Dass die Nachtzüge nun doch kommen könnten, liegt daran, dass der Bundesrat bereits eine neue Fassung des CO2-Gesetz vorgelegt hat. Es kommt frühestens im Winter in den National- und Ständerat. Es sieht wieder eine Förderung der Nachtzüge vor. Doch es regt sich Widerstand, der die neuen Nachtzüge verhindern könnte.

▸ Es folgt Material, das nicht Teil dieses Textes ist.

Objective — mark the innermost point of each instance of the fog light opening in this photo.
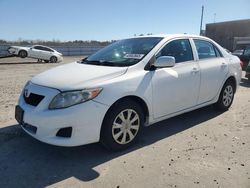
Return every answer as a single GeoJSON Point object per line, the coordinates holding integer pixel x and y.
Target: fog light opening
{"type": "Point", "coordinates": [64, 132]}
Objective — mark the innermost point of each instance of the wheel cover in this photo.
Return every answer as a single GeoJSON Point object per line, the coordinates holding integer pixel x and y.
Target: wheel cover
{"type": "Point", "coordinates": [227, 95]}
{"type": "Point", "coordinates": [125, 126]}
{"type": "Point", "coordinates": [53, 59]}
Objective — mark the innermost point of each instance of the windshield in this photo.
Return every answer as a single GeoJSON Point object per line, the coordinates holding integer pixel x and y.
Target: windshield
{"type": "Point", "coordinates": [125, 52]}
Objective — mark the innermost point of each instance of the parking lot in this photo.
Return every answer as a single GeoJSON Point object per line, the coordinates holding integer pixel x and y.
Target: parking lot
{"type": "Point", "coordinates": [203, 148]}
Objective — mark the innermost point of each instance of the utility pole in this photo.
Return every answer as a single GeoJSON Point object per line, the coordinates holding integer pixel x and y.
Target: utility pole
{"type": "Point", "coordinates": [214, 17]}
{"type": "Point", "coordinates": [202, 10]}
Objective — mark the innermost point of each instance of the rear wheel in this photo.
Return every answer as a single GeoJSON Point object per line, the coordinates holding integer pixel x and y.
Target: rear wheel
{"type": "Point", "coordinates": [226, 96]}
{"type": "Point", "coordinates": [22, 54]}
{"type": "Point", "coordinates": [53, 59]}
{"type": "Point", "coordinates": [122, 125]}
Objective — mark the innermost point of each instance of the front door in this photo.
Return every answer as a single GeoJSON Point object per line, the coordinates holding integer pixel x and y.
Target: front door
{"type": "Point", "coordinates": [176, 88]}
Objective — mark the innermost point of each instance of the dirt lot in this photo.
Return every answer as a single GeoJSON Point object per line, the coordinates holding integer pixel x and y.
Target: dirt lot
{"type": "Point", "coordinates": [203, 148]}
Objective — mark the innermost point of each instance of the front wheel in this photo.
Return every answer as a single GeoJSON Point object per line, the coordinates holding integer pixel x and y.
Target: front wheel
{"type": "Point", "coordinates": [226, 96]}
{"type": "Point", "coordinates": [53, 59]}
{"type": "Point", "coordinates": [122, 125]}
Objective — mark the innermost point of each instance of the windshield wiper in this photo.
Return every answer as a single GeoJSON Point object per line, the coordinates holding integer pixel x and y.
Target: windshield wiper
{"type": "Point", "coordinates": [99, 62]}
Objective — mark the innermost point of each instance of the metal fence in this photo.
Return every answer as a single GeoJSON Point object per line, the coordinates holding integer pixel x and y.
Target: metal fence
{"type": "Point", "coordinates": [65, 50]}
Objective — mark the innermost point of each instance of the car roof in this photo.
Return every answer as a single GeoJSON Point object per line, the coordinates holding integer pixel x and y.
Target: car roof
{"type": "Point", "coordinates": [169, 36]}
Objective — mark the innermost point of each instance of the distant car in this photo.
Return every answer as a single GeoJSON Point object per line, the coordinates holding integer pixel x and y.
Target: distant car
{"type": "Point", "coordinates": [245, 57]}
{"type": "Point", "coordinates": [248, 71]}
{"type": "Point", "coordinates": [228, 51]}
{"type": "Point", "coordinates": [38, 52]}
{"type": "Point", "coordinates": [112, 94]}
{"type": "Point", "coordinates": [238, 52]}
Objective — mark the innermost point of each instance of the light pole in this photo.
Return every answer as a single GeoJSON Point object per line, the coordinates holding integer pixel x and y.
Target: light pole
{"type": "Point", "coordinates": [202, 10]}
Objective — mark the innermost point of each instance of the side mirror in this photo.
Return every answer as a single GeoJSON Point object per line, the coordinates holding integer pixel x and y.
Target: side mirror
{"type": "Point", "coordinates": [164, 61]}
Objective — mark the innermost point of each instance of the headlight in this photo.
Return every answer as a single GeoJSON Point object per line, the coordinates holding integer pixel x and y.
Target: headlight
{"type": "Point", "coordinates": [70, 98]}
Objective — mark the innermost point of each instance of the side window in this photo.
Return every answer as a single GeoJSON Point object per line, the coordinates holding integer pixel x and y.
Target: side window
{"type": "Point", "coordinates": [206, 49]}
{"type": "Point", "coordinates": [180, 49]}
{"type": "Point", "coordinates": [47, 49]}
{"type": "Point", "coordinates": [37, 47]}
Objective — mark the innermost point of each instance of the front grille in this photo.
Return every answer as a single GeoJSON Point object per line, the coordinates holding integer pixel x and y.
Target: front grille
{"type": "Point", "coordinates": [33, 99]}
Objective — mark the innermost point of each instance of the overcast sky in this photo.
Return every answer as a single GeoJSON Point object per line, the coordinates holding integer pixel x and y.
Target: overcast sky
{"type": "Point", "coordinates": [111, 19]}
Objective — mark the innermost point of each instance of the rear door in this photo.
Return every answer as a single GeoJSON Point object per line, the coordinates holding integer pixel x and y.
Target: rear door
{"type": "Point", "coordinates": [176, 88]}
{"type": "Point", "coordinates": [213, 67]}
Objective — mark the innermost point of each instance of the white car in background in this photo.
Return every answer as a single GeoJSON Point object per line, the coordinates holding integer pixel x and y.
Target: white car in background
{"type": "Point", "coordinates": [136, 82]}
{"type": "Point", "coordinates": [38, 52]}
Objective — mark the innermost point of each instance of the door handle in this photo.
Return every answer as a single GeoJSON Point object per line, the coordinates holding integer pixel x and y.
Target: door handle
{"type": "Point", "coordinates": [223, 65]}
{"type": "Point", "coordinates": [195, 70]}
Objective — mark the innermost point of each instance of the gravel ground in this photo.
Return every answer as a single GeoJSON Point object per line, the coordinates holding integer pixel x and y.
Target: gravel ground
{"type": "Point", "coordinates": [202, 148]}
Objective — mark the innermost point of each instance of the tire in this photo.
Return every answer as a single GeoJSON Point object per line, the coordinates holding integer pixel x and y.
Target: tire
{"type": "Point", "coordinates": [22, 53]}
{"type": "Point", "coordinates": [53, 59]}
{"type": "Point", "coordinates": [117, 132]}
{"type": "Point", "coordinates": [226, 96]}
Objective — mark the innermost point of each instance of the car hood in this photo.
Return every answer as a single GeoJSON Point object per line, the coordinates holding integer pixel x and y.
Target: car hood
{"type": "Point", "coordinates": [75, 76]}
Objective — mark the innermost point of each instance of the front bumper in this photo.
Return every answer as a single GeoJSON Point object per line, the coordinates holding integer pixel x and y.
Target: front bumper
{"type": "Point", "coordinates": [85, 119]}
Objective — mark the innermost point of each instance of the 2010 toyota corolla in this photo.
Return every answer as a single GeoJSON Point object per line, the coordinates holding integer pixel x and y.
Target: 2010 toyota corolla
{"type": "Point", "coordinates": [112, 94]}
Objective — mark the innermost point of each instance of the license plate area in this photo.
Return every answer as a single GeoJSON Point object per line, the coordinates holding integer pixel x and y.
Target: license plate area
{"type": "Point", "coordinates": [19, 113]}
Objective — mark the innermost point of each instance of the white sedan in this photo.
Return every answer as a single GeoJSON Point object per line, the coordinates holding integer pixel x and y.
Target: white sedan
{"type": "Point", "coordinates": [38, 52]}
{"type": "Point", "coordinates": [136, 82]}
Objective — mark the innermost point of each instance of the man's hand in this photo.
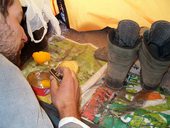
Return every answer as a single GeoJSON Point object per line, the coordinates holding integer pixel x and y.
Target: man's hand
{"type": "Point", "coordinates": [66, 94]}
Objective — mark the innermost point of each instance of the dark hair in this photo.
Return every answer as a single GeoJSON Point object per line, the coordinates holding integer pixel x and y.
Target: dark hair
{"type": "Point", "coordinates": [4, 4]}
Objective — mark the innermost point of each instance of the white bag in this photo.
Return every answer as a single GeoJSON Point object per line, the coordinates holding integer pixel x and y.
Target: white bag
{"type": "Point", "coordinates": [38, 14]}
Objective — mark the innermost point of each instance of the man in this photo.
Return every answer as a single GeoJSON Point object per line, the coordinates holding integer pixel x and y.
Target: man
{"type": "Point", "coordinates": [19, 107]}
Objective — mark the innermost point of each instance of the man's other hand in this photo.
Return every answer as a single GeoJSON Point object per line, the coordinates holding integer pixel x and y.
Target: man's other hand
{"type": "Point", "coordinates": [65, 95]}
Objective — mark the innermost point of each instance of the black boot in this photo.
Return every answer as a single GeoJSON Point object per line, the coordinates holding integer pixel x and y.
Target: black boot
{"type": "Point", "coordinates": [123, 46]}
{"type": "Point", "coordinates": [154, 55]}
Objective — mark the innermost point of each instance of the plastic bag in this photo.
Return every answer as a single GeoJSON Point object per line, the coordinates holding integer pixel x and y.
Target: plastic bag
{"type": "Point", "coordinates": [38, 14]}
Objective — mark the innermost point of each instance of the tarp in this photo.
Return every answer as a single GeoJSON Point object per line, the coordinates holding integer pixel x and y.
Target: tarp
{"type": "Point", "coordinates": [84, 15]}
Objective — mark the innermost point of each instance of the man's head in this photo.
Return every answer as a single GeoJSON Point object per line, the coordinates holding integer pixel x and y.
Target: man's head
{"type": "Point", "coordinates": [12, 35]}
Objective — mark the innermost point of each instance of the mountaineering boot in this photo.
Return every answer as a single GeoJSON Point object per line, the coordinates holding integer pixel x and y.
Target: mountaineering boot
{"type": "Point", "coordinates": [123, 46]}
{"type": "Point", "coordinates": [154, 54]}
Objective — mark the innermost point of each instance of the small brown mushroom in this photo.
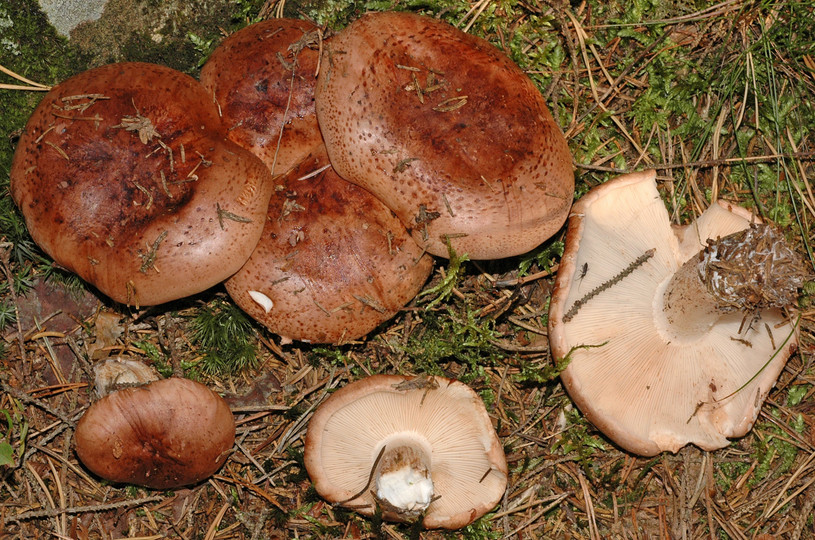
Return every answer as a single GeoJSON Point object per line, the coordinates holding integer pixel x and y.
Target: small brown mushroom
{"type": "Point", "coordinates": [124, 175]}
{"type": "Point", "coordinates": [262, 78]}
{"type": "Point", "coordinates": [163, 435]}
{"type": "Point", "coordinates": [447, 131]}
{"type": "Point", "coordinates": [673, 335]}
{"type": "Point", "coordinates": [420, 447]}
{"type": "Point", "coordinates": [333, 262]}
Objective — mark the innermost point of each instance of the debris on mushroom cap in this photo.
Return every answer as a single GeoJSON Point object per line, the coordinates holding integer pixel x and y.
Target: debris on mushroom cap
{"type": "Point", "coordinates": [120, 372]}
{"type": "Point", "coordinates": [262, 78]}
{"type": "Point", "coordinates": [167, 434]}
{"type": "Point", "coordinates": [447, 131]}
{"type": "Point", "coordinates": [124, 175]}
{"type": "Point", "coordinates": [656, 361]}
{"type": "Point", "coordinates": [332, 263]}
{"type": "Point", "coordinates": [377, 424]}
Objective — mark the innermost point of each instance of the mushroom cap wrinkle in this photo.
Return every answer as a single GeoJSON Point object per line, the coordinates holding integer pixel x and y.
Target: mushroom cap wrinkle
{"type": "Point", "coordinates": [447, 131]}
{"type": "Point", "coordinates": [124, 175]}
{"type": "Point", "coordinates": [262, 77]}
{"type": "Point", "coordinates": [647, 385]}
{"type": "Point", "coordinates": [446, 422]}
{"type": "Point", "coordinates": [332, 263]}
{"type": "Point", "coordinates": [167, 434]}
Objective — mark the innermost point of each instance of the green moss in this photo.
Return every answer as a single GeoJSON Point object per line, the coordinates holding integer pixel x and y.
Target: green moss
{"type": "Point", "coordinates": [30, 47]}
{"type": "Point", "coordinates": [225, 335]}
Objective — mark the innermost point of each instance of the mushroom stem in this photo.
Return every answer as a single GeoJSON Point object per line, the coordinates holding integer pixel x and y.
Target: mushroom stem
{"type": "Point", "coordinates": [404, 488]}
{"type": "Point", "coordinates": [746, 271]}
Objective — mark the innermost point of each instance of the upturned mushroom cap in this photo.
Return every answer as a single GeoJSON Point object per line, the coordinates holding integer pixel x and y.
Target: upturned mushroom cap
{"type": "Point", "coordinates": [124, 175]}
{"type": "Point", "coordinates": [262, 78]}
{"type": "Point", "coordinates": [650, 381]}
{"type": "Point", "coordinates": [441, 419]}
{"type": "Point", "coordinates": [164, 435]}
{"type": "Point", "coordinates": [333, 262]}
{"type": "Point", "coordinates": [447, 131]}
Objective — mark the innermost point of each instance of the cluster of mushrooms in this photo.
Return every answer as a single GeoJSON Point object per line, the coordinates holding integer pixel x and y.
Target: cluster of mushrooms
{"type": "Point", "coordinates": [316, 178]}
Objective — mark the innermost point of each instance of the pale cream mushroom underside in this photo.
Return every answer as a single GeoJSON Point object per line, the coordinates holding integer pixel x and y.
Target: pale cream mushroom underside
{"type": "Point", "coordinates": [646, 386]}
{"type": "Point", "coordinates": [349, 430]}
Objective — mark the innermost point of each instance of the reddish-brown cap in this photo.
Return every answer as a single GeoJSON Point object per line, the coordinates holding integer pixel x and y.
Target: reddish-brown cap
{"type": "Point", "coordinates": [333, 262]}
{"type": "Point", "coordinates": [647, 385]}
{"type": "Point", "coordinates": [164, 435]}
{"type": "Point", "coordinates": [262, 78]}
{"type": "Point", "coordinates": [124, 175]}
{"type": "Point", "coordinates": [443, 417]}
{"type": "Point", "coordinates": [447, 131]}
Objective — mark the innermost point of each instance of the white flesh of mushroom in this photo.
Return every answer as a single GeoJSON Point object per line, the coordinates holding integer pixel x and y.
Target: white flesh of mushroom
{"type": "Point", "coordinates": [262, 300]}
{"type": "Point", "coordinates": [430, 451]}
{"type": "Point", "coordinates": [648, 383]}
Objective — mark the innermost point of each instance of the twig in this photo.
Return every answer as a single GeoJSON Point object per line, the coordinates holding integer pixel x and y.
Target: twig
{"type": "Point", "coordinates": [35, 514]}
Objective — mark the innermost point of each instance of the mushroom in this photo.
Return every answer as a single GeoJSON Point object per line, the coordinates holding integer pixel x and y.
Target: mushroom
{"type": "Point", "coordinates": [332, 263]}
{"type": "Point", "coordinates": [262, 78]}
{"type": "Point", "coordinates": [124, 175]}
{"type": "Point", "coordinates": [447, 131]}
{"type": "Point", "coordinates": [672, 335]}
{"type": "Point", "coordinates": [420, 447]}
{"type": "Point", "coordinates": [163, 435]}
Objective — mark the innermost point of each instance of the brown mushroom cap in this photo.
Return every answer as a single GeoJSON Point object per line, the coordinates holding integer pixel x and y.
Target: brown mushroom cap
{"type": "Point", "coordinates": [124, 175]}
{"type": "Point", "coordinates": [263, 78]}
{"type": "Point", "coordinates": [441, 419]}
{"type": "Point", "coordinates": [333, 262]}
{"type": "Point", "coordinates": [167, 434]}
{"type": "Point", "coordinates": [653, 371]}
{"type": "Point", "coordinates": [447, 131]}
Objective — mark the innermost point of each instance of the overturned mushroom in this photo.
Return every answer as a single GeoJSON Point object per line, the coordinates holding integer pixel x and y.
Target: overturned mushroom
{"type": "Point", "coordinates": [262, 78]}
{"type": "Point", "coordinates": [124, 175]}
{"type": "Point", "coordinates": [414, 448]}
{"type": "Point", "coordinates": [673, 336]}
{"type": "Point", "coordinates": [447, 131]}
{"type": "Point", "coordinates": [163, 434]}
{"type": "Point", "coordinates": [332, 263]}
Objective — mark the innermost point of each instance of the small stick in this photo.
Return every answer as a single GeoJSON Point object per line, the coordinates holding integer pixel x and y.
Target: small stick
{"type": "Point", "coordinates": [639, 261]}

Der Bundesrat schlägt dem Parlament vor, Finanzhilfen von jährlich 30 Millionen Franken für den Ausbau des internationalen Personenverkehrs auf der Schiene, insbesondere von Nachtzügen, zu gewähren. Diese sollen durch eine Zweckbindung von Versteigerungserlösen von Emissionsrechten für Luftfahrzeuge finanziert werden.

Doch genau diese Finanzierungslösung passt nicht allen. In der zu Ende gegangenen Vernehmlassung haben sich gewichtige Akteure dagegen ausgesprochen. Der Flughafen Zürich, der Flughafen Genf, aber auch die Firmen Lonza, Synhelion und Arxada AG sowie die Zürcher Handelskammer lehnen diesen Fördertatbestand rundweg ab. Heikel könnte es für den Passus werden, weil mit der FDP und SVP auch zwei Bundeshaus-Fraktionen den Vorschlag ablehnen, die zusammen im Nationalrat schon 84 von 200 Sitzen stellen.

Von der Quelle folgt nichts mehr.